When John was hired as a sheriff's deputy, Sisson decided it was time to get a job in law enforcement. The St. Albans department hired him, and he stayed in that position for eight years.
Hall always has been interested in the legal system, but it was his brother's run for Beckley City Council that inspired him to seek public office himself.
Hall said he was not looking at changing anything when he took office.
Sisson would like to reduce the number of continuances and delays that occur in the magistrate's office.
"I've noticed that when I serve subpoenas, it seems like I'm serving the same people over and over again," he said. "The cases get postponed or continued."
That becomes frustrating for the police officers as well as those involved in the cases.
"And the longer you have a case on the docket, the harder it is to bring it to a satisfactory end," Sisson said.

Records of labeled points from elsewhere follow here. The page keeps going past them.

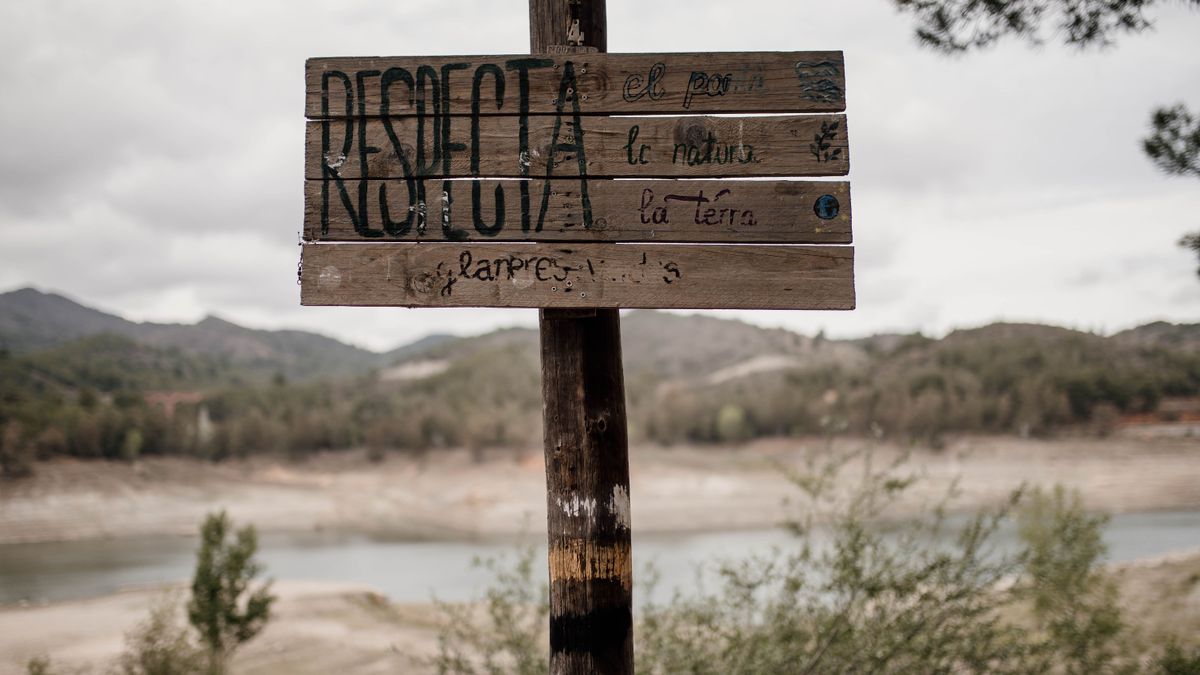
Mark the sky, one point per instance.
(151, 160)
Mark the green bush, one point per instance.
(223, 608)
(161, 645)
(856, 596)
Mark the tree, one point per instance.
(223, 608)
(954, 27)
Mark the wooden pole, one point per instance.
(586, 443)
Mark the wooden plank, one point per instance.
(585, 275)
(747, 82)
(699, 147)
(768, 211)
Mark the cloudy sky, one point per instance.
(151, 159)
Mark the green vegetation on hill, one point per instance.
(690, 378)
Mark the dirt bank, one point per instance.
(449, 495)
(321, 627)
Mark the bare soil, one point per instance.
(453, 494)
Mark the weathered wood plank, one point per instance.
(768, 211)
(585, 275)
(747, 82)
(700, 147)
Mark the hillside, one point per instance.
(214, 389)
(31, 320)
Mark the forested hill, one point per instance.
(81, 382)
(31, 321)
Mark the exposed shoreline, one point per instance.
(331, 627)
(448, 495)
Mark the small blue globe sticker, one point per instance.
(826, 207)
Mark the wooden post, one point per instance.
(587, 446)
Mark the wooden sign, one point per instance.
(777, 211)
(624, 84)
(558, 181)
(598, 275)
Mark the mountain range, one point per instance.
(715, 350)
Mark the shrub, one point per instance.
(223, 608)
(160, 645)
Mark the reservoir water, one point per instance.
(417, 571)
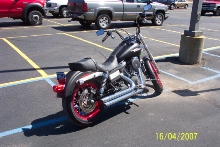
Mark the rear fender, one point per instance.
(71, 78)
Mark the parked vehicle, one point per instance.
(211, 6)
(181, 3)
(57, 8)
(102, 13)
(29, 11)
(170, 3)
(90, 86)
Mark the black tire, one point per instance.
(203, 13)
(103, 21)
(158, 19)
(71, 105)
(24, 21)
(153, 75)
(217, 12)
(172, 6)
(55, 15)
(85, 23)
(35, 18)
(64, 12)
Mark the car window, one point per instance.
(142, 1)
(162, 1)
(130, 1)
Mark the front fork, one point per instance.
(149, 54)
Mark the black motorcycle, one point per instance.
(89, 86)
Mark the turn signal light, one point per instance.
(58, 88)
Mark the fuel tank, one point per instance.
(125, 51)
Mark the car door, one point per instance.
(130, 10)
(11, 8)
(141, 4)
(5, 7)
(179, 3)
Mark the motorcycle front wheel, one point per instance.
(153, 75)
(79, 108)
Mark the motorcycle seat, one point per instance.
(89, 64)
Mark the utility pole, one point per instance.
(192, 41)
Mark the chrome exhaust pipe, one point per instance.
(119, 96)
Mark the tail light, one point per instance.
(61, 77)
(85, 8)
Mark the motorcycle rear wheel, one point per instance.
(153, 75)
(73, 105)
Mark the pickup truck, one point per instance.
(102, 12)
(57, 8)
(29, 11)
(211, 6)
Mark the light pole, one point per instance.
(192, 41)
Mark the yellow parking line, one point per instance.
(88, 41)
(56, 22)
(162, 41)
(26, 80)
(26, 58)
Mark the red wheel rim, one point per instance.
(75, 103)
(156, 75)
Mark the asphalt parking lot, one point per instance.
(187, 113)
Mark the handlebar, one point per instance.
(109, 33)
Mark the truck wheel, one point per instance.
(172, 7)
(55, 15)
(158, 19)
(103, 21)
(24, 21)
(85, 23)
(64, 12)
(203, 13)
(35, 18)
(217, 12)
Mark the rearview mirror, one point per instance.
(147, 7)
(100, 32)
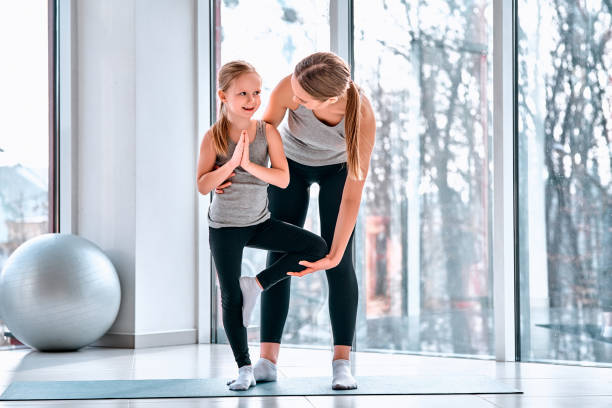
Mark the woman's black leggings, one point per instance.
(291, 205)
(227, 244)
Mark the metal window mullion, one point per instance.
(341, 29)
(205, 310)
(66, 99)
(341, 43)
(504, 283)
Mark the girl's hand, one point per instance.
(325, 263)
(246, 160)
(219, 189)
(237, 156)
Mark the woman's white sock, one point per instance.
(245, 379)
(250, 292)
(343, 379)
(265, 370)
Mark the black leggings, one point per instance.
(227, 244)
(291, 205)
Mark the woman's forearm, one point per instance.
(277, 177)
(347, 218)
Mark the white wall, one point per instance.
(137, 146)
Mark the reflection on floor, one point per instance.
(544, 385)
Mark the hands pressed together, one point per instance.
(239, 158)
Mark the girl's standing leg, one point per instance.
(342, 281)
(226, 246)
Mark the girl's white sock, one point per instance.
(250, 291)
(343, 379)
(265, 370)
(245, 379)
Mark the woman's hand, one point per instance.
(325, 263)
(237, 156)
(246, 160)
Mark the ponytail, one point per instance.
(352, 120)
(220, 130)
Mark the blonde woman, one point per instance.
(328, 140)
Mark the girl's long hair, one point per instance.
(220, 130)
(324, 75)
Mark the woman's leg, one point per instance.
(226, 247)
(343, 290)
(342, 281)
(289, 205)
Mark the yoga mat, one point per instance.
(215, 387)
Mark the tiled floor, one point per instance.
(544, 385)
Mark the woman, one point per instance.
(328, 140)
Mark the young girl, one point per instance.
(239, 146)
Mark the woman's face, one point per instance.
(304, 98)
(242, 98)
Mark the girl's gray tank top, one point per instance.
(311, 142)
(245, 202)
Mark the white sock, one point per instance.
(250, 291)
(245, 379)
(265, 370)
(343, 379)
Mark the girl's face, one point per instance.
(304, 98)
(242, 97)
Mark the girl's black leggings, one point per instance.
(292, 243)
(291, 205)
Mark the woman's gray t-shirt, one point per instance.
(311, 142)
(245, 202)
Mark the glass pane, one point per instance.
(24, 127)
(424, 231)
(280, 33)
(565, 187)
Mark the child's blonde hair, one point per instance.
(324, 75)
(220, 130)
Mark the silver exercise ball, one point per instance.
(59, 292)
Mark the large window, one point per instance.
(24, 126)
(273, 36)
(424, 233)
(565, 181)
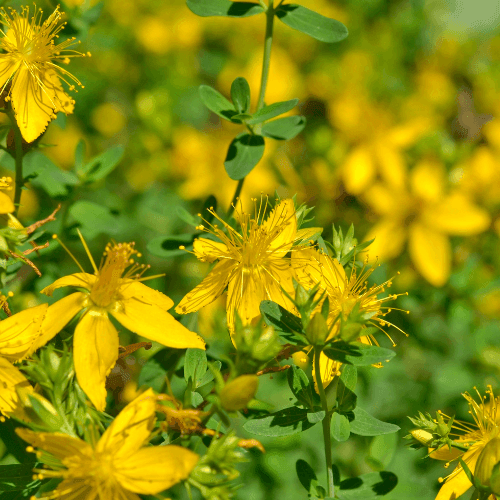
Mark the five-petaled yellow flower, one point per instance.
(486, 415)
(119, 465)
(28, 76)
(344, 293)
(251, 263)
(18, 334)
(115, 289)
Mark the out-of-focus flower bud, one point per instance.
(239, 392)
(488, 458)
(317, 330)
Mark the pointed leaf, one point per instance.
(243, 154)
(311, 23)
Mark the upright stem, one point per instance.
(18, 141)
(268, 42)
(326, 423)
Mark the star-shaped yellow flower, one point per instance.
(251, 263)
(486, 415)
(28, 72)
(314, 267)
(115, 289)
(17, 336)
(119, 465)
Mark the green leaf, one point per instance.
(367, 486)
(195, 366)
(268, 112)
(311, 23)
(279, 318)
(307, 476)
(358, 354)
(102, 165)
(243, 154)
(216, 102)
(205, 8)
(282, 423)
(300, 385)
(284, 129)
(340, 427)
(366, 425)
(16, 477)
(168, 246)
(240, 94)
(346, 399)
(94, 219)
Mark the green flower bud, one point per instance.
(317, 330)
(239, 392)
(488, 458)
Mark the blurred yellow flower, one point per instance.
(252, 263)
(314, 267)
(424, 213)
(119, 465)
(115, 288)
(18, 334)
(28, 72)
(486, 426)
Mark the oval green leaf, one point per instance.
(311, 23)
(206, 8)
(366, 425)
(284, 129)
(243, 154)
(271, 111)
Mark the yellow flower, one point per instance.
(424, 214)
(17, 335)
(486, 415)
(115, 289)
(344, 293)
(6, 204)
(27, 70)
(118, 465)
(252, 263)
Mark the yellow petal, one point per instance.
(390, 235)
(80, 280)
(427, 180)
(312, 266)
(35, 99)
(208, 250)
(95, 348)
(131, 428)
(19, 333)
(457, 215)
(58, 315)
(430, 251)
(358, 170)
(282, 223)
(149, 321)
(154, 469)
(10, 378)
(209, 289)
(6, 204)
(329, 369)
(56, 443)
(458, 483)
(139, 291)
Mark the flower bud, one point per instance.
(422, 436)
(239, 392)
(317, 330)
(488, 458)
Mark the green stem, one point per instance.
(237, 193)
(18, 140)
(268, 42)
(325, 422)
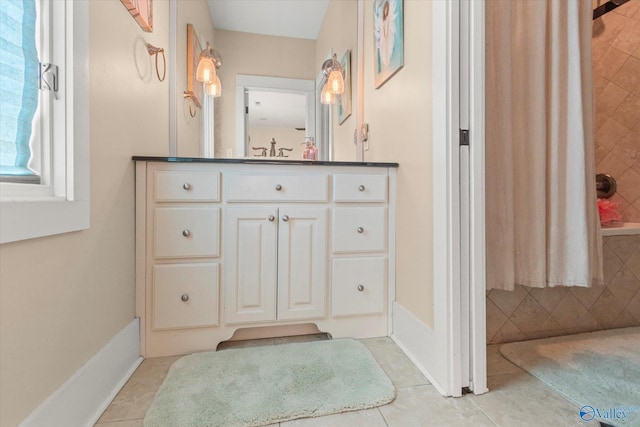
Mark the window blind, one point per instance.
(18, 84)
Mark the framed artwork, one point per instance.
(142, 12)
(388, 43)
(194, 88)
(344, 100)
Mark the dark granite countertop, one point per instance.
(267, 161)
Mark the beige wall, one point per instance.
(195, 12)
(399, 117)
(339, 33)
(252, 54)
(62, 298)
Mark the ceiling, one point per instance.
(286, 18)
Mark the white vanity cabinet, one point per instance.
(276, 263)
(223, 246)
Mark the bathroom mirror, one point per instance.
(247, 52)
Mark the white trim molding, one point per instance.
(91, 389)
(25, 216)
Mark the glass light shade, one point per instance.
(336, 82)
(213, 89)
(206, 71)
(326, 96)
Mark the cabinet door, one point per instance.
(250, 264)
(302, 263)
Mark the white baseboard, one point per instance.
(418, 342)
(83, 398)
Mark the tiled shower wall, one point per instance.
(616, 66)
(530, 313)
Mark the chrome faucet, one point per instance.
(263, 153)
(272, 152)
(281, 152)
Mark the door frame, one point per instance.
(436, 349)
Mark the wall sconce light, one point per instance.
(334, 85)
(208, 63)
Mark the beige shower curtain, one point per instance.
(542, 220)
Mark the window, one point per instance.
(18, 88)
(46, 189)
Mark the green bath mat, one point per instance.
(598, 371)
(263, 385)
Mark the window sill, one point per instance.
(21, 220)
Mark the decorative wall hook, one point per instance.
(156, 51)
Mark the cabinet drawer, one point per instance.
(172, 186)
(357, 286)
(187, 232)
(359, 229)
(185, 295)
(276, 188)
(360, 188)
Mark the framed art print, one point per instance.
(388, 33)
(142, 12)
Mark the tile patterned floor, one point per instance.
(516, 398)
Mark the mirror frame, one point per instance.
(358, 106)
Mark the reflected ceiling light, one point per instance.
(327, 97)
(208, 62)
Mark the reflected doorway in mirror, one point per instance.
(344, 99)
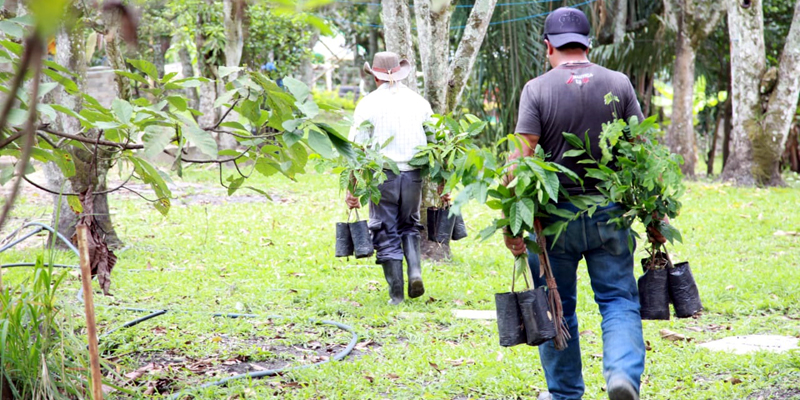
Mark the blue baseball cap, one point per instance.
(567, 25)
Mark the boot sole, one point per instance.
(415, 288)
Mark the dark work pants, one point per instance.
(397, 214)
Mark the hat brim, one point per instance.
(405, 69)
(562, 39)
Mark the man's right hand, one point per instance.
(352, 201)
(515, 244)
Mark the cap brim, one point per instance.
(562, 39)
(405, 69)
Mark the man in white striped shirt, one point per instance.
(396, 114)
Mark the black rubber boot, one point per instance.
(393, 271)
(414, 260)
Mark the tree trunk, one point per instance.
(791, 155)
(208, 91)
(115, 57)
(681, 138)
(433, 30)
(397, 35)
(467, 51)
(307, 68)
(234, 38)
(712, 151)
(783, 100)
(70, 53)
(728, 127)
(620, 20)
(758, 137)
(748, 65)
(188, 72)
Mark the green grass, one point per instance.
(277, 259)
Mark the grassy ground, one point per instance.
(276, 258)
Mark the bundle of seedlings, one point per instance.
(361, 174)
(449, 141)
(639, 173)
(534, 315)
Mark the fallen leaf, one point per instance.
(672, 336)
(461, 361)
(436, 367)
(364, 345)
(733, 381)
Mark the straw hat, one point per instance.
(388, 66)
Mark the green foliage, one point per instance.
(532, 193)
(636, 171)
(363, 172)
(277, 37)
(451, 140)
(40, 356)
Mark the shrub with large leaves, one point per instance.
(636, 171)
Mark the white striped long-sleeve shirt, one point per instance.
(397, 112)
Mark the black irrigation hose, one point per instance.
(157, 313)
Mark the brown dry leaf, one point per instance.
(101, 259)
(461, 361)
(140, 372)
(436, 367)
(363, 345)
(672, 336)
(733, 381)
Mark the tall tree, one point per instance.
(90, 171)
(444, 81)
(397, 35)
(764, 100)
(693, 21)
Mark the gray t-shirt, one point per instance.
(570, 98)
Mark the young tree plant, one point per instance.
(637, 171)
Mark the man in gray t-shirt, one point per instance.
(570, 98)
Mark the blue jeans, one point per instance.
(610, 265)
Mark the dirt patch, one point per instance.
(775, 394)
(156, 368)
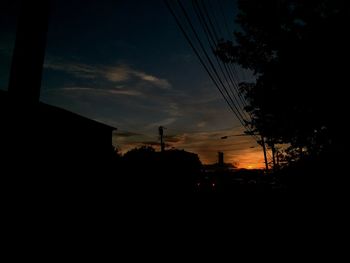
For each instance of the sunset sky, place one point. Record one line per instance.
(126, 64)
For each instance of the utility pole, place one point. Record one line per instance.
(273, 149)
(265, 157)
(161, 133)
(29, 51)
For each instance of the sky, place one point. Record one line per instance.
(125, 63)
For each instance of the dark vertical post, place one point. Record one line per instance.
(29, 51)
(221, 159)
(161, 133)
(264, 149)
(273, 149)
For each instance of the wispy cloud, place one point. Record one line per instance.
(122, 91)
(238, 151)
(123, 73)
(116, 74)
(77, 69)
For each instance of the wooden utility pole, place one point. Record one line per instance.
(273, 149)
(264, 149)
(29, 51)
(161, 133)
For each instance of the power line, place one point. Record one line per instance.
(197, 53)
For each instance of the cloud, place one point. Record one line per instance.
(126, 134)
(164, 122)
(122, 91)
(115, 74)
(77, 69)
(118, 74)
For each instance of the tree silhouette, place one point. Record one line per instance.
(296, 50)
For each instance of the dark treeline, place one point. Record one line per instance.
(298, 51)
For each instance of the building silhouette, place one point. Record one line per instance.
(39, 142)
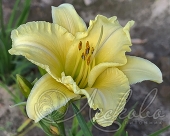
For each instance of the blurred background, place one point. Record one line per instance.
(151, 40)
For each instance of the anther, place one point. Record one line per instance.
(83, 56)
(92, 50)
(87, 48)
(88, 60)
(80, 45)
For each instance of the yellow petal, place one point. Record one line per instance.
(137, 70)
(46, 96)
(66, 16)
(97, 70)
(108, 94)
(44, 44)
(109, 39)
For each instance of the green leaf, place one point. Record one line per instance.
(75, 124)
(122, 131)
(90, 126)
(157, 133)
(81, 121)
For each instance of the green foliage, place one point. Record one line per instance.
(11, 65)
(157, 133)
(84, 127)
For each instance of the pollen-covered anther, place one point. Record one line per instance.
(80, 45)
(88, 60)
(83, 56)
(87, 48)
(92, 50)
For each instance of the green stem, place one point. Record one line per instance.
(61, 129)
(2, 20)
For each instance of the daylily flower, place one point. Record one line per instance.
(82, 62)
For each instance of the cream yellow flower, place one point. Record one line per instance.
(82, 62)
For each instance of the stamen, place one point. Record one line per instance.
(99, 40)
(92, 50)
(83, 56)
(80, 45)
(88, 60)
(87, 48)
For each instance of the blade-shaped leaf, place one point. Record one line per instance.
(81, 121)
(157, 133)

Although he understands that some cases have to be continued or postponed, he still would like to reduce that number.
Sisson has been married for 21 years. He has three grown boys, ages 32, 30 and 29. He also has three granddaughters and a grandson. His family strongly supported his decision to run for office.
Sisson is active in his church, Redeemer Lutheran, along Corridor G. He recently traveled to Rochester, N.Y., to play an extra in a religious-based film called "King's Faith."
Hall enjoys sports and the outdoors and is active in Generation Charleston and the East End Community Association.
Both are eager to start their new positions.
"I'm glad the election is over and I'm looking forward to getting to work," Sisson said.